According to Kenya Motor Industry Association (KMI), dealers could witness an upsurge in the number of new vehicles sold locally this year, owing to enhanced government interventions and condensed political activities.

Key among the factors hoped to improve the sector include recent remarks by Industrialisation Cabinet Secretary Adan Mohammed, who said that the government will further slash age limit for imported cars from the current eight years to five years, in a host of incentives intended to promote local vehicle assembly.

Also on the cards are tax reforms proposed by the National Treasury to slash by half corporate tax for local car assemblers. 

Despite the decline of 21 percent last year, KMI gives an upbeat outlook, pointing towards an improvement this year with its chairperson Rita Kavashe saying such incentives will grow the sector by 15 per cent.

“Last year’s low sales were as a result of elections but this year we expect things to be different.
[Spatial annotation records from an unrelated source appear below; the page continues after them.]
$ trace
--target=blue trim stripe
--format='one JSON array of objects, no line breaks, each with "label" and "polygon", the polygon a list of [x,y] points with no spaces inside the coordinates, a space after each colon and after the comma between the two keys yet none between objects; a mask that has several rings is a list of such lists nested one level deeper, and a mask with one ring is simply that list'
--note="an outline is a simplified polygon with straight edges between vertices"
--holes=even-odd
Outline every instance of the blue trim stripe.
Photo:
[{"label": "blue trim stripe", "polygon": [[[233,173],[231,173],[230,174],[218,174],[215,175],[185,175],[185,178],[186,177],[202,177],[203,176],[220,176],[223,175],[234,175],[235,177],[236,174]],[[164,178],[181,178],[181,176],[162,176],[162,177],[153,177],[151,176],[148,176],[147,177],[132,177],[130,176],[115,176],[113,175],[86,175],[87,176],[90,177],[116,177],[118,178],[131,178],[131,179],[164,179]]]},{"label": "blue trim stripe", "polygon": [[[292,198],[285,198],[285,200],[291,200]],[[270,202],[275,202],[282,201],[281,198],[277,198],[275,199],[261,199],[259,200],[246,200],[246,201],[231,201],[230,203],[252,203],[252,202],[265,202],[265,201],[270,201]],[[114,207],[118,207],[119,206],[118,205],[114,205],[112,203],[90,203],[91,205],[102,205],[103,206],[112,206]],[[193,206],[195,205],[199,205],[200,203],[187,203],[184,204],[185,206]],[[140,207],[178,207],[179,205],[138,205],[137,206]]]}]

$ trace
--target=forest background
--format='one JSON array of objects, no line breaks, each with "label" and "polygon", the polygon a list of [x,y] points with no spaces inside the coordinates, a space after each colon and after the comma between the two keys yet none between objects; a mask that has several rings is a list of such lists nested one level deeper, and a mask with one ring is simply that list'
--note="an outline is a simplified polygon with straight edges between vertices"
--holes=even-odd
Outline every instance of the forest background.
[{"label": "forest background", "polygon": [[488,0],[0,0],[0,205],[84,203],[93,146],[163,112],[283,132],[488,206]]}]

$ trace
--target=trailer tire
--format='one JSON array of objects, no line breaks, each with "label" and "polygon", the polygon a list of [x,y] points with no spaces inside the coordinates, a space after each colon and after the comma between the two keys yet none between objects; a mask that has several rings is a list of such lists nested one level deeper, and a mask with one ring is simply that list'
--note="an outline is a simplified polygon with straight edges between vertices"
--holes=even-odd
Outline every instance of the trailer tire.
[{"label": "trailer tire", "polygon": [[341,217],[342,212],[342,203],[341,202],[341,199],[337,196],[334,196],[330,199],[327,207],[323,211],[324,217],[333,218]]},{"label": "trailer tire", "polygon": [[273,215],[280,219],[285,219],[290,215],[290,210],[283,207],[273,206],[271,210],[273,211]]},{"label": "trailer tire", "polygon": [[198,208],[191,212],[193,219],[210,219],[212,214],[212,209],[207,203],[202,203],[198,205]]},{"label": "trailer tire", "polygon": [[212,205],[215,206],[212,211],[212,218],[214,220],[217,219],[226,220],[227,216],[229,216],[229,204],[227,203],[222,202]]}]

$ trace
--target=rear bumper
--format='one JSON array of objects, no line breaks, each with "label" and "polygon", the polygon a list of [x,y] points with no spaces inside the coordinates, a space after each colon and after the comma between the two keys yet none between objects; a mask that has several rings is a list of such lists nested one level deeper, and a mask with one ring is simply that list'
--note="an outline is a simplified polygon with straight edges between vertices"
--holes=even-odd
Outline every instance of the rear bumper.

We expect the market to grow by at least 15 per cent this year,” said Kavashe. 

Other players like Simba Corporation are voicing similar sentiments, saying the industry has the potential to grow to the levels witnessed in 2016 and 2015, with the latter period seeing 19,553 vehicles sold.

“The last two years were not good for the industry, but we believe this year could be better, but this will be dependent on interest rate capping if something is done about it. If reviewed then we could see double-digit growth of at least 10 per cent,” said Simba Corporation Group chief executive Dinesh Kotecha.

Last year, the industry endured the brunt of negative consumer sentiment especially in the commercial segment, with most firms apprehensive to spend on buying new vehicles as well as entering leasing contracts.